My previous post was about the metaphysics of time. September before the equinox seems to me to be the ideal period for reflecting on temporality. I am blessed to live in a place with four distinct seasons. As another summer winds down, and the plans I made so confidently in June have once again mostly come to naught, I am inclined to pause and take stock.
The author Robert Pirsig died on September 6th of this year. Pirsig’s best known work is Zen and the Art of Motorcycle Maintenance. I read it shortly before I entered a master’s program in philosophy at Western Michigan University. I could not have predicted then that my academic career (I use the term loosely) would be uncomfortably similar to that of the protagonist of that novel.

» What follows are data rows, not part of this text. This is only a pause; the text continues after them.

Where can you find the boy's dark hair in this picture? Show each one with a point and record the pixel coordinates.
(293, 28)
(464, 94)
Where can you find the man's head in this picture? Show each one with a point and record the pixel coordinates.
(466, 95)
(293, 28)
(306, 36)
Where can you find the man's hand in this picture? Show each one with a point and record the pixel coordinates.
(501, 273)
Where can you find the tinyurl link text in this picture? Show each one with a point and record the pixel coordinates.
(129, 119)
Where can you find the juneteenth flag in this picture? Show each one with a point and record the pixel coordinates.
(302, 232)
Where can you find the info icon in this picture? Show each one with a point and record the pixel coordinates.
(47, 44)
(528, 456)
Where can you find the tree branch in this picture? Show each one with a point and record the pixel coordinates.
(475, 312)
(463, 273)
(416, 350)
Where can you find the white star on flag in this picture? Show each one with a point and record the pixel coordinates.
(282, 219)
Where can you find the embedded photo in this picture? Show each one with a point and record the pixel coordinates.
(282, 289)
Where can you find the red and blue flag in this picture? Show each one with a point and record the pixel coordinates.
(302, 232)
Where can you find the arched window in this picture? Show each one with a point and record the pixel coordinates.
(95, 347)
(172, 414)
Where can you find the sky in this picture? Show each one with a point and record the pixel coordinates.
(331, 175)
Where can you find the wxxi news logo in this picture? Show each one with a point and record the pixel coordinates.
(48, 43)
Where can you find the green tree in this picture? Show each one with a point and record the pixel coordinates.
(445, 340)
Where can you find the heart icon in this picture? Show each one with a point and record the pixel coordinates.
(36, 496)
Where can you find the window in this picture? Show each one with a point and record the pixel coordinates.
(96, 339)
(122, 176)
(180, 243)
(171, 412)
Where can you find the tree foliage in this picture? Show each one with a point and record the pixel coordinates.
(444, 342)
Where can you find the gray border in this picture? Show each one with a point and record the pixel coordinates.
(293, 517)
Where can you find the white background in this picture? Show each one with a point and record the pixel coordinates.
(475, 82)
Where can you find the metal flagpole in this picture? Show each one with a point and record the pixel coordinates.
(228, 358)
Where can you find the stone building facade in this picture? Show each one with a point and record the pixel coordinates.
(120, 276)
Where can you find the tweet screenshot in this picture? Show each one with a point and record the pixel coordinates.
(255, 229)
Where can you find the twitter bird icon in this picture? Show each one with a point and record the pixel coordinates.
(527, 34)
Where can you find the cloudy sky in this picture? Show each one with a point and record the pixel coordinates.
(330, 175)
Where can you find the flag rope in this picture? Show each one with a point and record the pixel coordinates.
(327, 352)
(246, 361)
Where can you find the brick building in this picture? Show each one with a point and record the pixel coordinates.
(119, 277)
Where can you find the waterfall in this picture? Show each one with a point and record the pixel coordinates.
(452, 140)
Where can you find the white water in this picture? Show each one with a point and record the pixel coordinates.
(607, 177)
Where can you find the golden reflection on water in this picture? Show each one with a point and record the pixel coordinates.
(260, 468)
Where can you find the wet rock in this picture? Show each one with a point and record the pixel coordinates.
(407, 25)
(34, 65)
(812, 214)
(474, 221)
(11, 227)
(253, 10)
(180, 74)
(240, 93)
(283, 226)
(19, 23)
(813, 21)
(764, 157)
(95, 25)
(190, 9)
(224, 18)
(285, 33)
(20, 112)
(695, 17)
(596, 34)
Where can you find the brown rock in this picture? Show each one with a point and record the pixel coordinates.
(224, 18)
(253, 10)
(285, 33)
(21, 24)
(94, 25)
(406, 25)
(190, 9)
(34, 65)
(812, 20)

After completing my MA at WMU in 1992, I entered a doctoral program in philosophy at the University of Iowa. Things didn’t work out due to an unfortunate and untimely combination of factors, and I left after two years. In 2000, I resumed my graduate studies and completed a Ph.D. in Rhetoric & Technical Communication at Michigan Technological University in 2005. So, like Pirsig’s character, I started out in philosophy, ran aground, and finished up in rhetoric.
That’s enough autobiography for the moment. What do I now think about the metaphysics of time? As in other areas, I have left behind the formalism of the Analytic movement for the substance of Aristotle.
Change is real, and insofar as time is the measure of change, time is real. Readers who want more can read Book 4, Part 10 ff. of Aristotle’s Physics. The key point is that change is ontologically prior to time, i.e. time depends on change, not vice versa.
No tiresome talk of the tortoise and Achilles today. I feel no obligation whatsoever to prove that change is real, especially not on the eve of the September equinox.
Oh well. I will add write a long post about time and remembrance, using stream-of-consciousness narrative to contrast with the aridity of your previous post, and while you’re at it, show how analytic philosophy is a dead end, but acknowledge that you owe whatever rigor your thought possesses largely to your early exposure to analytic philosophy to the list of projects I failed to complete this summer.
Cue Earth, Wind & Fire.
The burning question in my mind is whether you helped build any of those great ice sculptures at Michigan Tech. I lived in Ontonagon and I remember driving up to Houghton and seeing them.